Exception: If the outcome is too generic (for example, “Your order has been cancelled”), explicitly include both the confirmation and the Action:

  • Agent confirms to the user that order_1 was successfully cancelled.

Expected outcomes for informational responses

Simulated responses may vary slightly in wording while delivering the same information. Focus on semantic content, not exact phrasing:

  • ✅ Good: Agent explains that tax-loss harvesting aims to reduce tax liability by selling securities at a loss and purchasing similar securities.
  • ❌ Bad: Agent must say exactly: “Tax-loss harvesting reduces your tax liability by selling securities at a loss.”

Quick reference

DoDon’t
Quote exact values, numbers, dates, and branded termsRequire exact wording unless terminology is critical
Specify “ALL” when every item is requiredCombine multiple criteria into one field
State what agent must NOT do for security/privacy testsForget to specify what SHOULD happen alongside what shouldn’t
Specify both what should and shouldn’t happenAssume the evaluator knows your interpretation of “polite” or “empathetic”

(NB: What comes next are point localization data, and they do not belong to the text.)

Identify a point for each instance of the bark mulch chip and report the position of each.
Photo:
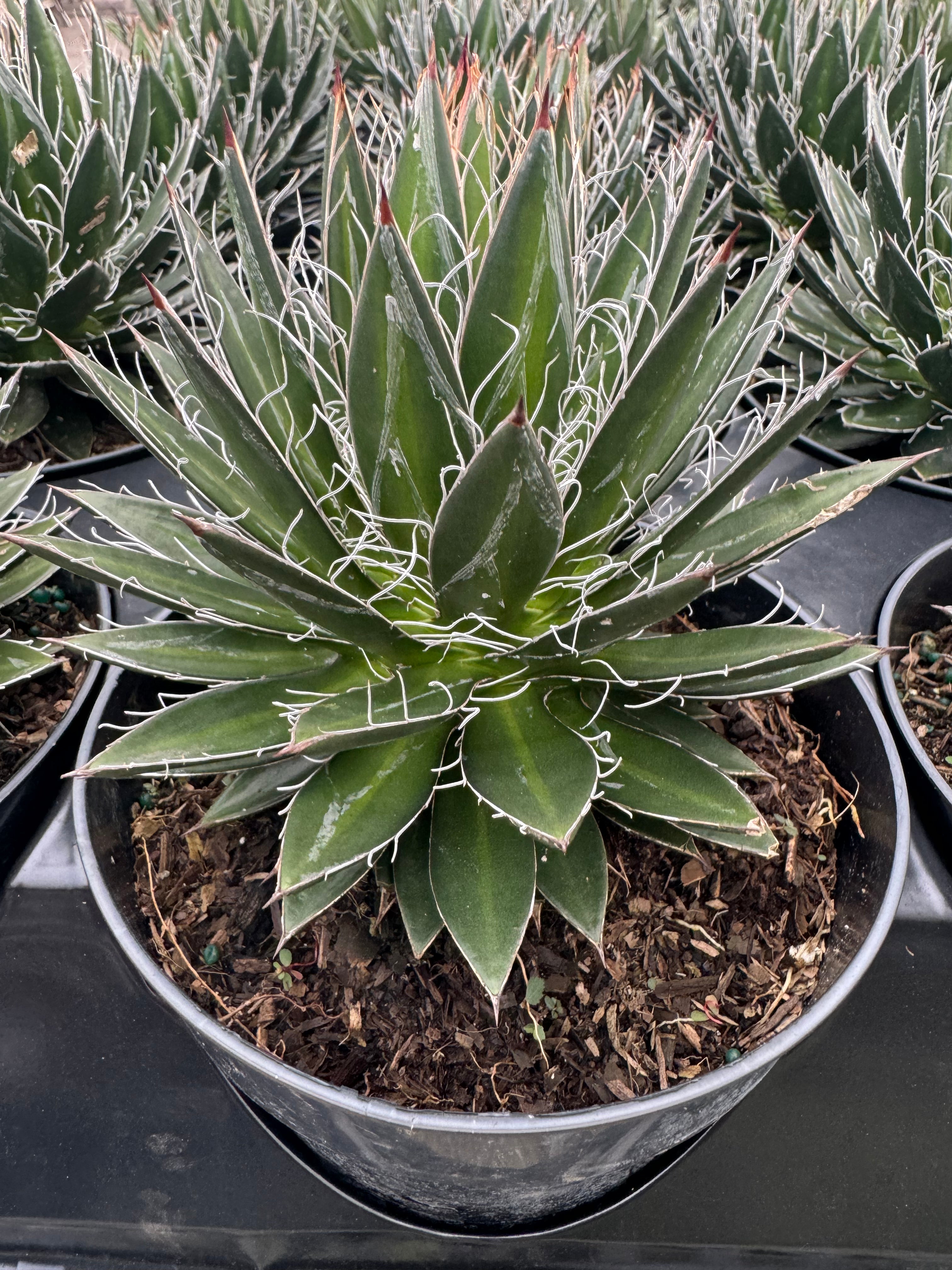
(705, 958)
(30, 710)
(925, 680)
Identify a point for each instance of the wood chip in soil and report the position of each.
(30, 710)
(701, 956)
(927, 696)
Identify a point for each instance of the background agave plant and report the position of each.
(440, 501)
(266, 64)
(21, 573)
(82, 200)
(776, 77)
(883, 294)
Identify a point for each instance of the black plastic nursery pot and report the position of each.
(499, 1173)
(908, 610)
(33, 788)
(838, 459)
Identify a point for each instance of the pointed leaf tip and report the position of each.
(724, 252)
(158, 298)
(386, 216)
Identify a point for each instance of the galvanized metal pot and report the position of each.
(493, 1173)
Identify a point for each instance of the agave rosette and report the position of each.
(777, 78)
(883, 295)
(441, 498)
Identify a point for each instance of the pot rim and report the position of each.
(912, 484)
(22, 775)
(888, 688)
(498, 1122)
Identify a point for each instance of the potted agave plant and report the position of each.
(915, 680)
(44, 693)
(83, 197)
(442, 498)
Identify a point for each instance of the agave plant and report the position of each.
(21, 573)
(264, 64)
(441, 502)
(883, 294)
(82, 200)
(777, 77)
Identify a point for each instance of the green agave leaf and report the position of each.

Templates for common patterns

Use these templates as starting points for writing expected outcomes:

Procedural steps:

Agent must provide the following steps to [ACTION]:
[Step 1]
[Step 2]
[Step 3]

Limitation or refusal:

The response must not imply it can [PROHIBITED ACTION].
Agent must not pretend to have [PROHIBITED BEHAVIORS].
Acceptable responses explain its limitation or offer to escalate to a human agent.

Information coverage:

Agent must explain that [CONCEPT/FACT 1].
Agent must state that [CONCEPT/FACT 2].
Agent must provide [SPECIFIC INFORMATION like URL, number, timeframe].

Action outcome:

Agent reports [SPECIFIC DATA POINTS FROM RETURN VALUE], including [FIELD 1], [FIELD 2], and [FIELD 3].

Playbook interaction:

Agent asks the customer [CLARIFYING QUESTION].
Agent requests [REQUIRED INPUT like order_id, account number].

Troubleshooting failed test cases

If a test case fails unexpectedly, follow these steps to investigate:

  1. Review the expected outcome: Ensure the expected outcome follows best practices—specific, binary, and targeting single-turn behavior.
  2. Check the response source: In the test results, click into the referenced generative entity (Knowledge article, Playbook, or Action) to verify the expected content is available.
  3. Identify content gaps: If the correct information is missing, update existing entities or create new ones with the required content.
  4. Apply Coaching: If the correct content exists but the AI Agent selected the wrong entity, use Coaching to guide the AI Agent toward the appropriate behavior:
    1. Re-create the test conversation in the test widget.
    2. Open the resulting test_user conversation in the Conversations view.
    3. Apply Coaching to guide the AI Agent toward the correct response.
  5. Re-run the test: After making changes, re-run the test case to verify the improvement.